A particularly unsettling painting in the exhibit is “Self-Portrait (With Saw)” 1997. The image was created shortly after Utermohlen learned that the only definitive way to diagnose Alzheimer’s is through post mortem examination of the brain. His painting reveals a face that is gaunt, stark and stunned; if the head were to suddenly open its mouth and flail its hands around its face, it would resemble the ghostly figure in Edvard Munch’s “The Scream.”

The later self-portraits in the exhibit represent a man who is quickly losing his ability to function. “Erased Self-Portrait” 1999 is the last in which Utermohlen was able to use oil paints, and is aptly named. The image contains a half painted and half smeared oval shape with two shadowy circles high on the forehead for eyes; Utermohlen is literally self-effaced.
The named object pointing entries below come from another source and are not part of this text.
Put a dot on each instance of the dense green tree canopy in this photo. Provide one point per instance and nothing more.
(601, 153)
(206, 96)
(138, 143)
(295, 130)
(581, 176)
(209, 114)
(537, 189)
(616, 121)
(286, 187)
The penultimate image is “Head I” 2000 — a depiction in scribbled pencil of a primitive head, a large crack running through the skull, and two black, disproportioned cavities for eyes. In the final image, there is only a smeared shape of a head.

It was while contemplating the exhibit later that I had a small epiphany about the importance of eyes in Utermohlen’s self-portraits. Harkening back to my college days as a psychology major, I remember learning that infant brains are hard-wired to be interested in faces as the basis of social development, and that even a toddler’s drawing of the human face will include eyes (usually circles placed high on the forehead), though the image may be missing a nose or mouth. In a visual reversal of human social awareness, I therefore found it very poignant that Utermohlen’s self-portraits contained eyes almost until the very end, even though they diminished to misplaced dots. The fact that his final self-portrait had no eyes at all is a heartbreaking representation of a man who could no longer see himself due to the damage of Alzheimer’s.

William Utermohlen died in 2007, seven years after his last self-portrait. He was 74 years old.